The biggest gap remains predicting intensity. Five years into a 10-year plan to improve intensity predictions by 50 percent, forecasters are far from their goal. Last year, Matthew caught them off guard when it unexpectedly swirled into a fierce Cat 5 storm in the Caribbean before ripping across Haiti’s southern peninsula. Forecasters also struggle with weak, sloppy storms that lack definition.
“No doubt about it, of all the forecast improvement needs, intensity forecasting is number one and it has been for a long time, with the greatest concern being rapid intensification, especially near land,” Knabb said. “If people go to bed with a Category 1 and wake up with a Category 5 like Matthew did in the Caribbean, then that’s putting preparations at risk.”
With President Donald Trump’s proposed 6 percent cut to the National Weather Service and other cuts for research, including a proposed $318 million for the GOES satellite program, there is also some concern that progress will slow.

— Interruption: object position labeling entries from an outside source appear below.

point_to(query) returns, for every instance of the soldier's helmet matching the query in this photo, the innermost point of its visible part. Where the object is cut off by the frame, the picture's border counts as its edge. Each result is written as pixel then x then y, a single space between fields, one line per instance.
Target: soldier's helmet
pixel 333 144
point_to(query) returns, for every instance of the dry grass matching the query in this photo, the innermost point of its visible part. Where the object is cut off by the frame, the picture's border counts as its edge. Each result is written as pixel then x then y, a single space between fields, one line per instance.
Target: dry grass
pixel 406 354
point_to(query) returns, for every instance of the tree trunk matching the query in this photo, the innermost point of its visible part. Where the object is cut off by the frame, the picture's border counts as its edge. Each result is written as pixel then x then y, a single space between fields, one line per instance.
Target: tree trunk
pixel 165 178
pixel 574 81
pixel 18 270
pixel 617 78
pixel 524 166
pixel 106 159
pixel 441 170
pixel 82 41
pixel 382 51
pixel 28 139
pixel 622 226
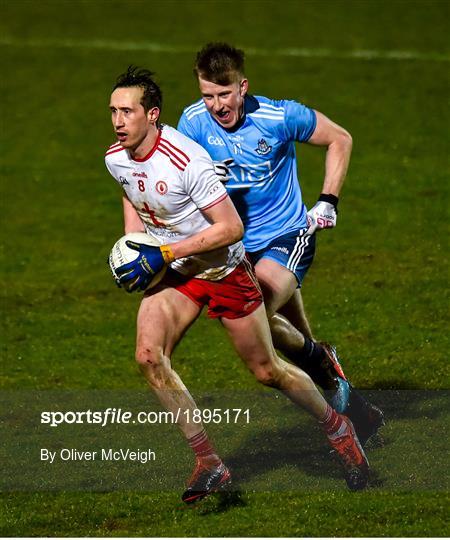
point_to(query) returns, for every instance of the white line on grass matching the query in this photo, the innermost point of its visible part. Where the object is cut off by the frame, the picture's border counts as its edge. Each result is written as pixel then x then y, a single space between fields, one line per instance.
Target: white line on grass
pixel 359 54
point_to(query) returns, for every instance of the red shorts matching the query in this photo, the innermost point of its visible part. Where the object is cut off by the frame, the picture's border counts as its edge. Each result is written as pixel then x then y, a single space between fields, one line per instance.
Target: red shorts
pixel 235 296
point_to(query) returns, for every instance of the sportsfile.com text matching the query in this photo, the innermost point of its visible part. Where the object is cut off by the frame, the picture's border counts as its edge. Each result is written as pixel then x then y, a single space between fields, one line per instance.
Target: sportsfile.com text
pixel 120 416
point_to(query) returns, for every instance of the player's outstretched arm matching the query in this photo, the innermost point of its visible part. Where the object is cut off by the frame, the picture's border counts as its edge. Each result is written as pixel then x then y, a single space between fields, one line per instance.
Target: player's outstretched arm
pixel 339 148
pixel 323 215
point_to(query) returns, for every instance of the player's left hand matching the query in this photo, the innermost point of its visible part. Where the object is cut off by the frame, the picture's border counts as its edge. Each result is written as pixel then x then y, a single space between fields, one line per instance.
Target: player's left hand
pixel 139 273
pixel 323 215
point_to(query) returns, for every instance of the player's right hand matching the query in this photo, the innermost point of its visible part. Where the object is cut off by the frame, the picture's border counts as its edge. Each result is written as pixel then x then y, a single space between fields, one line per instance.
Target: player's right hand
pixel 137 275
pixel 222 169
pixel 323 215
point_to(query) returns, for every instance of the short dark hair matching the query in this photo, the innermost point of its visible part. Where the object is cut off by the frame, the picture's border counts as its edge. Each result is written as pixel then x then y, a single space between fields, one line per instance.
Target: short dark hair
pixel 143 78
pixel 220 63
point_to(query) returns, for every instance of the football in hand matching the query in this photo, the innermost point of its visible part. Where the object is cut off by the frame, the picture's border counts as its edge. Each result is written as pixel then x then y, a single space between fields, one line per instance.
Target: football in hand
pixel 121 254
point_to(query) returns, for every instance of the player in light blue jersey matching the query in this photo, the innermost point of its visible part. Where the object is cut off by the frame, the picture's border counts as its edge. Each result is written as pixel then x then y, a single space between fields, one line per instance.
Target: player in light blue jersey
pixel 253 139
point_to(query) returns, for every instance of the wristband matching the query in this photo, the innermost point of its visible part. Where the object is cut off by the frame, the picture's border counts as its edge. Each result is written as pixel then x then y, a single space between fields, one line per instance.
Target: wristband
pixel 167 254
pixel 329 198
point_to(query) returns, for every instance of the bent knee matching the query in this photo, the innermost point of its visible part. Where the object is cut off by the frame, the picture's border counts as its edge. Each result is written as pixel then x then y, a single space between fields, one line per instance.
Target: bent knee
pixel 149 356
pixel 266 373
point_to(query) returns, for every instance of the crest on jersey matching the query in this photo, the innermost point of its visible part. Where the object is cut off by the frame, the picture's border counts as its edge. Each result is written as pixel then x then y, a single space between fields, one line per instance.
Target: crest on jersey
pixel 263 148
pixel 161 187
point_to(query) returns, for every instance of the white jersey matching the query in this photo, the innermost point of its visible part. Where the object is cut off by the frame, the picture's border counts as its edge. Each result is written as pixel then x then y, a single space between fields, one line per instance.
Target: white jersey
pixel 169 188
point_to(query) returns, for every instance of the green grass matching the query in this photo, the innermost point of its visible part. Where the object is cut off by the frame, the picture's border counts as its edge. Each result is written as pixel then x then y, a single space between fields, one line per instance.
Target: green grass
pixel 378 288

But Knabb and other atmospheric scientists don’t believe Congress will approve the cuts. And on Thursday, NOAA officials announced that the latest in the series of stationary satellites, the GOES 16, would be posted off the U.S. east coast, with three additional satellites set to launch between 2018 and 2024.
“We’re going to have to continue to advocate for what we need to not only maintain the mission that the hurricane center and the weather service carry out, but what is needed to advance that mission,” he said. “You do that on a year to year basis.”

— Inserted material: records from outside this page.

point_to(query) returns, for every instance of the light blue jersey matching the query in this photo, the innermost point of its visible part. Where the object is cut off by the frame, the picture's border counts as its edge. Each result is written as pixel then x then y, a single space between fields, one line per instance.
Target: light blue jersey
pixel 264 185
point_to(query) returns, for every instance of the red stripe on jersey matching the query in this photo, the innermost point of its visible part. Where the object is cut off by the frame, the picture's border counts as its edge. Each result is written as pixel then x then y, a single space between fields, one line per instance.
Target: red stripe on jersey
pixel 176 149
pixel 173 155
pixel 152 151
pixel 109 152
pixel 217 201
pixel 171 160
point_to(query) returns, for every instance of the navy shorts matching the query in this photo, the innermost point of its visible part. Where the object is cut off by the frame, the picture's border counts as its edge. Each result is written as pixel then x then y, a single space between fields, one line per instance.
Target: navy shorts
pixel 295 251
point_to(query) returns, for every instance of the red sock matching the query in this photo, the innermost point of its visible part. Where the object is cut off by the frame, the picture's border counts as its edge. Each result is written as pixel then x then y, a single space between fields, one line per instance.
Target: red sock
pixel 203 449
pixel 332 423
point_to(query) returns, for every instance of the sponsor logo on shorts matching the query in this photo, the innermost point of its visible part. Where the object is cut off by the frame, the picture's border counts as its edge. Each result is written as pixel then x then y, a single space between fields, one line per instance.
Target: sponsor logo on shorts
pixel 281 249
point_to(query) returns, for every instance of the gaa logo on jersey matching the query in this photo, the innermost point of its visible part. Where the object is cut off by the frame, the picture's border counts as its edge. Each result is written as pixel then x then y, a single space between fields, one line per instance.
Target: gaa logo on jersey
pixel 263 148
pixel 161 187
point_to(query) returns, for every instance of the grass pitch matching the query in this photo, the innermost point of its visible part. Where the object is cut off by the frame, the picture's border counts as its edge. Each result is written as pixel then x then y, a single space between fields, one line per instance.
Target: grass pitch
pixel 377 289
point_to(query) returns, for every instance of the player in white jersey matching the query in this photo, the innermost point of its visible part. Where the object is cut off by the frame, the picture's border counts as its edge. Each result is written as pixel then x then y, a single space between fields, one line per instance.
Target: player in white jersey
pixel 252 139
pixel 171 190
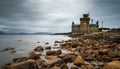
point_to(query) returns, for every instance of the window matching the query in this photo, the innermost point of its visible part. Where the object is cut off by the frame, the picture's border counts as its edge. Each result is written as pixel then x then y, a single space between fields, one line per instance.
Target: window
pixel 94 28
pixel 84 28
pixel 84 23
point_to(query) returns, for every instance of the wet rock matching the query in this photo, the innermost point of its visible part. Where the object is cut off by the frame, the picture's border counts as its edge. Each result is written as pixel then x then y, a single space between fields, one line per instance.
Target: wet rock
pixel 17 60
pixel 50 53
pixel 51 57
pixel 59 41
pixel 55 44
pixel 49 47
pixel 87 66
pixel 6 49
pixel 51 62
pixel 39 48
pixel 64 66
pixel 29 64
pixel 58 52
pixel 47 43
pixel 74 67
pixel 13 51
pixel 55 68
pixel 38 42
pixel 78 61
pixel 112 65
pixel 34 55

Emergency managers say this year could also present another unforeseen problem.
“Because we have new products coming out this year, there may be more confusion,” Monroe County Emergency Management Director Martin Senterfitt said this week.
And then there’s the question of expectation. Technology has allowed forecasts to begin much sooner with more accuracy. But forecasts still come with a margin of error, conveyed as a percentage of probability, that usually gets overlooked with the focus on the cone of uncertainty. A quarter century ago, 24-hour cable was still new and the Weather Channel was mostly for science geeks.

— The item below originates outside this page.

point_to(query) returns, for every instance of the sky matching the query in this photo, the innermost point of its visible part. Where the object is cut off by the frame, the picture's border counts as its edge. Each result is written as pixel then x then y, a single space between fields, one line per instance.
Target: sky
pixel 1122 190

“We can’t meet the expectations of people today. The science can’t meet it,” said Bryan Norcross, who became Andrew’s ‘voice in the storm’ after manning his on-air TV post through the hurricane, and whose book recounting the storm was published earlier this month. “In 1992 we could because nobody had any expectation.”
Two days after Andrew formed off the coast of Africa, former huuricane center director Max Mayfield, now a hurricane specialist for WPLG, issued the first advisory for a tropical depression at 11 p.m. seven days before it was poised to hit south Dade. The advisory was an all-caps bulletin marked “FOR INTERGOVERNMENTAL USE ONLY,” warning of more strengthening. Twelve hours later, Andrew was born when forecasters upgraded the cyclone to a tropical storm. For the next three days, it seemed to bobble between weakening and intensifying.
Norcross was keeping a close watch, worried that South Florida was ill-prepared after going so long without a hurricane.
“I was a little squeamish about it,” he said. Conditions weren’t great for Andrew to strengthen, but the location was prime for a Florida hit, he said. “For Miami, that’s where they come from.”
So Norcross kept broadcasting the same message: Get ready for a brutal storm. Even when other TV stations backed off, Norcross kept insisting South Florida prepare.
When a hurricane warning was finally issued, Andrew was only a day away, moving far faster than expected.
“People responded. Sunday the roads were empty. People were in place,” Norcross said. “The bottom line was the forecast was actually excellent because people didn’t expect to know anything until about 24 hours out.”